Spud
- First (South African) edition
- Author: John van de Ruit
- Original title: Spud
- Translator: John van de Ruit
- Cover artist: Farell Grehan
- Language: English
- Subject: Boarding school life
- Genre: Novel
- Publisher: Penguin
- Publication date: 2005
- Publication place: South Africa
- Media type: Print (Paperback)
- Pages: 389pp
- ISBN: 978-0-14-302484-2
- OCLC: 87375897
- Followed by: Spud - The madness continues Spud - Learning to Fly Spud - Exit, Pursued by a Bear

= Spud (novel) =

2005 novel by John van de Ruit

Spud is a 2005 novel by South African author, actor, playwright and producer, John van de Ruit.

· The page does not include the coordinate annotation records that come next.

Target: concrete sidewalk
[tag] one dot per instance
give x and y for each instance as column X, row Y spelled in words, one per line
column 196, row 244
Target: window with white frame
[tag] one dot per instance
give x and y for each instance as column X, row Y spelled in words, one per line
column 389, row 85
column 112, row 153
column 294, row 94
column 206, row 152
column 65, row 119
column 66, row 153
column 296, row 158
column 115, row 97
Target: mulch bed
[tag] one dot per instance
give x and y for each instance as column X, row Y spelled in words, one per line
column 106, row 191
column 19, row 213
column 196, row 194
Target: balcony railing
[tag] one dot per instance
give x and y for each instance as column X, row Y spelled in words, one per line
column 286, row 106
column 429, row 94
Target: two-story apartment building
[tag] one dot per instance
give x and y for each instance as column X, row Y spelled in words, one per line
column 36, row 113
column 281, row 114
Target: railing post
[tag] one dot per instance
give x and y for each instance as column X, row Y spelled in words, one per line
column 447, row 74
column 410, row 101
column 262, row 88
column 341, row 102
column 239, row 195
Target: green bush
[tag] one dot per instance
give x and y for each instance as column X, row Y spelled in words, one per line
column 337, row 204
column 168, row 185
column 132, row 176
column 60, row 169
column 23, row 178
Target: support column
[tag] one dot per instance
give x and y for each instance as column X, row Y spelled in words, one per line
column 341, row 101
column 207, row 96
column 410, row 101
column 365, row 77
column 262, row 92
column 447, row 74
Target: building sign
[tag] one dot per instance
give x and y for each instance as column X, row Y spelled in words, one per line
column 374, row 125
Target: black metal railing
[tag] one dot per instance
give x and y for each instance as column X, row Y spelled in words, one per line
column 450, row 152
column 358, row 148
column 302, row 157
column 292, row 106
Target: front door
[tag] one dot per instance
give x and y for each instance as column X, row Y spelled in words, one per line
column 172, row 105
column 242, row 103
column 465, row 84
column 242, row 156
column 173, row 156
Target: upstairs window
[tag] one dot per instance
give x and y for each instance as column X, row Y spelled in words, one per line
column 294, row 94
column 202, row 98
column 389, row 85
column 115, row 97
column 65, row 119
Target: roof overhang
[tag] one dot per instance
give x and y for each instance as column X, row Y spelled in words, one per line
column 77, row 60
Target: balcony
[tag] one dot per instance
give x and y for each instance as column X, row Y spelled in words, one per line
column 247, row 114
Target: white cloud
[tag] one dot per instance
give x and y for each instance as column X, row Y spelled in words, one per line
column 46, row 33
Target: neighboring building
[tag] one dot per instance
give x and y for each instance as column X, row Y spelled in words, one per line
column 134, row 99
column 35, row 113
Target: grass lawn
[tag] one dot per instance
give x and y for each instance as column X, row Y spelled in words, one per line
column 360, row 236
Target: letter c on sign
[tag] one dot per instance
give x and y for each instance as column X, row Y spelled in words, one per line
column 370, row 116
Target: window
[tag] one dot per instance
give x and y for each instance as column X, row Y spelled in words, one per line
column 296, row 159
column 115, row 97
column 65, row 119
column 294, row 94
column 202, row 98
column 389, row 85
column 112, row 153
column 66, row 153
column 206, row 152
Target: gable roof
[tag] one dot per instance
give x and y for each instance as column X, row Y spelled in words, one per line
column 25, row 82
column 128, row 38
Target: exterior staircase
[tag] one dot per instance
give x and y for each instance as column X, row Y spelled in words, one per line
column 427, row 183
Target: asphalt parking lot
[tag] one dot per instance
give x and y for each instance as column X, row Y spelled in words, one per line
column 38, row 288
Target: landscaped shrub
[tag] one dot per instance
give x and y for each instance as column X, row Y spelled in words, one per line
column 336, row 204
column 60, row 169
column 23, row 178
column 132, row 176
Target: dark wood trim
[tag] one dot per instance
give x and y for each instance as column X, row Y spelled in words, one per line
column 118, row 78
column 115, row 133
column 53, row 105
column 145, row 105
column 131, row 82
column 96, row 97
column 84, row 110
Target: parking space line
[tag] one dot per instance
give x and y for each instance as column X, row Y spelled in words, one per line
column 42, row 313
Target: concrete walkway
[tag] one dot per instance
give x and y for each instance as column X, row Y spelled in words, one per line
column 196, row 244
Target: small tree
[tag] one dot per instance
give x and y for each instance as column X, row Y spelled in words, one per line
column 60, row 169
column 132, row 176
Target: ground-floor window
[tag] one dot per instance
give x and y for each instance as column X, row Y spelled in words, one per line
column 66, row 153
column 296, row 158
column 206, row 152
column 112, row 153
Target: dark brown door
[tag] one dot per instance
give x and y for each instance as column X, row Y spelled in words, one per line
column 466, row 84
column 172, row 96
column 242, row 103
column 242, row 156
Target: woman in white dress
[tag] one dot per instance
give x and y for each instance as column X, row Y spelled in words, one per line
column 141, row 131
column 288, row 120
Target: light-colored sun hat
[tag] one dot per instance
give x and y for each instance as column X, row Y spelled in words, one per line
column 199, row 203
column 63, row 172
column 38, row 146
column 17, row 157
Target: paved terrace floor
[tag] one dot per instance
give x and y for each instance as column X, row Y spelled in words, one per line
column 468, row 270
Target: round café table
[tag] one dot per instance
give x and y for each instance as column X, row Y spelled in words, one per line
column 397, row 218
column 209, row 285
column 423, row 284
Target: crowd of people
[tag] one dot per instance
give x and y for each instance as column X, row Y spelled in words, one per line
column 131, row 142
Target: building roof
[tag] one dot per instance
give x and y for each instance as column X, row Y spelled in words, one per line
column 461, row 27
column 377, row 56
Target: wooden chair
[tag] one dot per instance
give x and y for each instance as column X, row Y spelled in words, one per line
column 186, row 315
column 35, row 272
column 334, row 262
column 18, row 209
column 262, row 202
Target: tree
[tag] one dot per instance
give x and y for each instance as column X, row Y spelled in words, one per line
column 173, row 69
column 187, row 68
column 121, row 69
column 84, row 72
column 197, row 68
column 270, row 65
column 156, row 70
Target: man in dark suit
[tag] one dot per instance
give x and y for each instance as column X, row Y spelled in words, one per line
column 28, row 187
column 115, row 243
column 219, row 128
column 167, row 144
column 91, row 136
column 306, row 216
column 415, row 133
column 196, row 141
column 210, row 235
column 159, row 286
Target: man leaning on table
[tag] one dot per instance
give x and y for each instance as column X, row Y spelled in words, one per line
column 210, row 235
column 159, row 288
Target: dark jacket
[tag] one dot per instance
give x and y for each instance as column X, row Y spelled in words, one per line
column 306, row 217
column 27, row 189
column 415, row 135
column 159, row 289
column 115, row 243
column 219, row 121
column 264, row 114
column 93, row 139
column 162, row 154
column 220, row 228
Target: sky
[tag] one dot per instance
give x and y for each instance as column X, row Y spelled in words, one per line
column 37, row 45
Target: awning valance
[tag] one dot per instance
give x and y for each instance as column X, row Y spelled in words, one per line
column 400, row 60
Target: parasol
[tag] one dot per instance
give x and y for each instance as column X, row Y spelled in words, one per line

It is a comedic story about life in a boarding school through the diary of John 'Spud' Milton and the "crazy eight" - eight boys in Spud's year and house at school. The diary also follows Spud's family life.

A sequel, titled Spud: The Madness Continues, was released in mid-2007. It details Spud's second year of boarding school and trip to England paid by Wombat, his crazy grandmother.

In June 2009, the third book in the series was released, titled Spud: Learning to Fly. This book details Spud's third year at a school.

The fourth book in the series, detailing Spud's Matric year, was released August 2012, under the title Spud: Exit, Pursued by a Bear.

The fifth and final book was released in November 2024, under the title Spud: The Reunion.

After commercial success in South Africa and winning the 2006 Booksellers award, Spud was released in North America in 2007.

==Film adaptation==

A film adaptation, directed by Donovan Marsh, was released in South Africa on 3 December 2010. The film stars South African-born Australian actor Troye Sivan as Spud and with John Cleese as The Guv. The film was a success in South Africa, topping the box office. The film was later nominated for six South African Film and Television Awards, including Best Feature Film and Best Actor in a Feature Film (Troye Sivan).

The sequel, Spud 2: The Madness Continues was released in 2013. A third film, Spud 3: Learning to Fly, was released in 2014.